Dans ce troisième roman aux accents fantastiques, Vincent Brault compose une tragédie amoureuse à la sensualité vive. Montréalais passionné par le Japon, Vincent, double de l’auteur, traque à Tokyo le fantôme de Suzuko. Une artiste-taxidermiste dont les masques animaliers deviennent une seconde peau, jusqu’à l’emporter avec eux dans l’au-delà. Singulier, ludique et tendre, un conte pour adultes au charme irrésistible. Table ronde et conférence-lecture samedi 22 février à 11h et 16h
Revue
Divers, L’Epître vol. XI, ed. PLF, 170 p.
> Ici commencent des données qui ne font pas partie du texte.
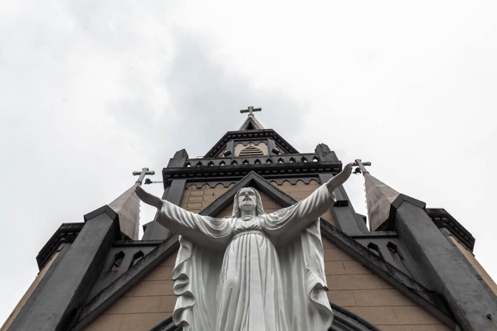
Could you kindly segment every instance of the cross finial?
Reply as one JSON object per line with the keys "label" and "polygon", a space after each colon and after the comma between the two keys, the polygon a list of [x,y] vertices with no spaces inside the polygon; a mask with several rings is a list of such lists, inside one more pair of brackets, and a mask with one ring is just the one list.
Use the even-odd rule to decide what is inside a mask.
{"label": "cross finial", "polygon": [[240,112],[242,113],[242,114],[243,114],[244,113],[249,113],[248,116],[250,116],[251,115],[253,115],[252,113],[252,111],[260,111],[262,110],[262,108],[260,108],[260,107],[259,108],[254,108],[252,106],[248,106],[248,109],[242,109],[242,110],[240,110]]}
{"label": "cross finial", "polygon": [[[359,168],[361,169],[361,171],[357,172],[357,173],[360,173],[361,171],[362,171],[362,174],[364,174],[366,172],[368,173],[369,172],[369,171],[368,171],[366,169],[366,168],[364,167],[364,166],[369,166],[371,165],[371,162],[363,162],[362,161],[361,161],[360,159],[357,159],[357,160],[355,160],[355,163],[352,164],[352,166],[358,166]],[[357,169],[356,169],[356,170],[357,170]],[[354,172],[354,173],[356,173],[355,172]]]}
{"label": "cross finial", "polygon": [[138,176],[140,175],[140,177],[138,177],[138,180],[136,181],[140,185],[142,184],[142,182],[143,181],[143,178],[145,177],[146,175],[154,175],[155,174],[155,171],[154,170],[149,171],[148,168],[143,168],[142,169],[141,171],[133,171],[133,175],[134,176]]}

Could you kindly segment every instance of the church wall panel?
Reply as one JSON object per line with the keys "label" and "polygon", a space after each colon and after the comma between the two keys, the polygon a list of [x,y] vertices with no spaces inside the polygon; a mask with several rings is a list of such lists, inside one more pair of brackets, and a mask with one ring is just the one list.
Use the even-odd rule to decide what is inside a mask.
{"label": "church wall panel", "polygon": [[482,278],[487,283],[487,285],[489,286],[489,287],[492,289],[492,291],[495,293],[496,295],[497,295],[497,284],[496,282],[494,281],[494,280],[492,279],[490,275],[487,273],[487,271],[482,266],[480,262],[476,259],[475,257],[475,255],[473,254],[473,253],[468,250],[464,246],[461,244],[457,240],[454,238],[452,236],[449,236],[449,238],[452,241],[457,248],[459,248],[461,252],[463,253],[464,257],[466,258],[466,259],[469,262],[470,264],[473,266],[473,267],[475,268],[475,270],[482,276]]}
{"label": "church wall panel", "polygon": [[450,330],[329,240],[322,240],[330,301],[382,330]]}
{"label": "church wall panel", "polygon": [[[289,195],[293,194],[296,199],[301,200],[317,188],[319,184],[314,180],[308,184],[298,181],[295,185],[285,181],[282,185],[275,186]],[[207,185],[200,189],[190,186],[185,190],[182,206],[190,211],[200,212],[228,188],[222,184],[213,188]],[[297,196],[302,197],[297,198]],[[264,193],[261,198],[266,212],[282,208]],[[192,204],[201,204],[201,207]],[[233,204],[230,204],[217,217],[230,216],[232,210]],[[332,223],[331,215],[329,216]],[[323,243],[330,301],[382,330],[449,330],[329,241],[323,238]],[[85,330],[148,330],[170,316],[176,302],[172,292],[173,282],[170,279],[176,256],[175,253],[166,258]]]}

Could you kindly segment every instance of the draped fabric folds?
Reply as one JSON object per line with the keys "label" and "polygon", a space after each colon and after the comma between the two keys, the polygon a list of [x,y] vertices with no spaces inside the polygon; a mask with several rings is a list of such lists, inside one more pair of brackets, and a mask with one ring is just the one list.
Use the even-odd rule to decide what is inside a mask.
{"label": "draped fabric folds", "polygon": [[323,185],[251,222],[165,201],[156,220],[181,235],[174,323],[184,331],[327,330],[333,314],[318,219],[334,201]]}

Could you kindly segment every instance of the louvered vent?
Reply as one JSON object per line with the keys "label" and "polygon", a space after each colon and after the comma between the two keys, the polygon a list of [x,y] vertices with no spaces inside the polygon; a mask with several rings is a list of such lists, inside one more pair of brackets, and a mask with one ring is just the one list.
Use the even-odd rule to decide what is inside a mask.
{"label": "louvered vent", "polygon": [[239,156],[253,156],[255,155],[264,155],[264,154],[262,151],[256,147],[248,146],[242,150]]}

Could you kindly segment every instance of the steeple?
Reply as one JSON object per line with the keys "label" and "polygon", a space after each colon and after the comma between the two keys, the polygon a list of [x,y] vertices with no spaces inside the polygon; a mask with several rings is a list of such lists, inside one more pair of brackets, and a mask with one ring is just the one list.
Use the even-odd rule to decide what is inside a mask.
{"label": "steeple", "polygon": [[390,205],[400,193],[371,175],[364,167],[361,160],[357,160],[356,162],[358,164],[364,176],[369,230],[375,231],[379,230],[388,219]]}
{"label": "steeple", "polygon": [[134,171],[134,175],[140,175],[135,184],[109,204],[109,207],[119,216],[121,234],[131,240],[138,240],[140,223],[140,199],[135,189],[142,185],[146,175],[155,173],[153,171],[149,171],[148,168],[143,168],[141,171]]}
{"label": "steeple", "polygon": [[242,114],[244,113],[248,113],[248,116],[238,131],[245,131],[249,130],[264,130],[264,128],[259,123],[259,121],[257,120],[253,114],[252,113],[253,111],[260,111],[262,110],[261,108],[254,108],[252,106],[249,106],[248,109],[240,110],[240,112]]}

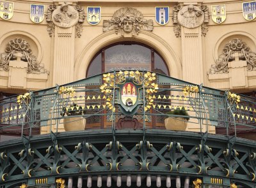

Depuis 2013, la revue L’Epître, très active sur la toile, offre un tremplin annuel aux nouvelles voix de la scène littéraire suisse. Au fil de ces onze inédits de styles et de formes très divers, l’intime, le voyage et la douleur irriguent les narrations de ces jeunes écritures. Mentions spéciales aux mystères alpins d’Ami Lou Parsons (La forme du monde), au cycle poétique délicat d’Isabelle Descartes (Dix bouches cousues) et aux violences familiales de Théodore Bérut (La blessure). Le vernissage a eu lieu jeudi dans le cadre de Textures
Roman
Alice Bottarelli, Stéphanie Cadoret et Marilou Rytz, Voyage du Nautiscaphe et de sa cheminée dans la fosse des Nouvelles-Hébride, ed. Presses Inverses, 232 p.
Nouvel exemple de la vitalité des projets collaboratifs en Suisse romande, Le Voyage du Nautiscaphe explore, sur le mode du pastiche admiratif, l’art du roman d’aventure popularisé par Jules Verne. A trois plumes, partageant écriture et illustrations, Alice Bottarelli, Marilou Rytz et Stéphanie Cadoret composent un récit savoureux, entrelaçant les carnets de bord de trois protagonistes participant à une exploration scientifique à la lisière du fantastique. Performance de Marilou Rytz samedi 22 février à 14h
Invité vedette de la troisième édition de Carouge fête la BD, Frederik Peeters y expose ses créatures et ses portraits insolites jusqu'au 30 mars. Auteur connu de la scène suisse et internationale, le bédéiste genevois maîtrise science-fiction, polar, western, fantastique et récits intimes.
RTS Première, Quartier Livre, dimanche 23 février à 16h
Fondées en 2021 sur les cendres du Salon du livre romand, les rencontres littéraires Textures accueillent cette semaine Quartier Livre en public au cœur du festival, à l’Arsen’alt de Fribourg, en compagnie de l'écrivain québécois Sébastien Dulude, de l’autrice broyarde Marilou Rytz et de Matthieu Corpataux, directeur de Textures.
Genève, Maison Rousseau et Littérature, dimanche 2 mars, 14h
La MRL propose chaque mois des visites guidées gratuites du Parcours Rousseau, au cœur de la Maison Rousseau et Littérature, à l’emplacement même de la maison natale de l’écrivain. A travers sept niches thématiques, un parcours audiovisuel affronte les paradoxes du philosophe comme une invitation à questionner notre présent, qu’il semble anticiper.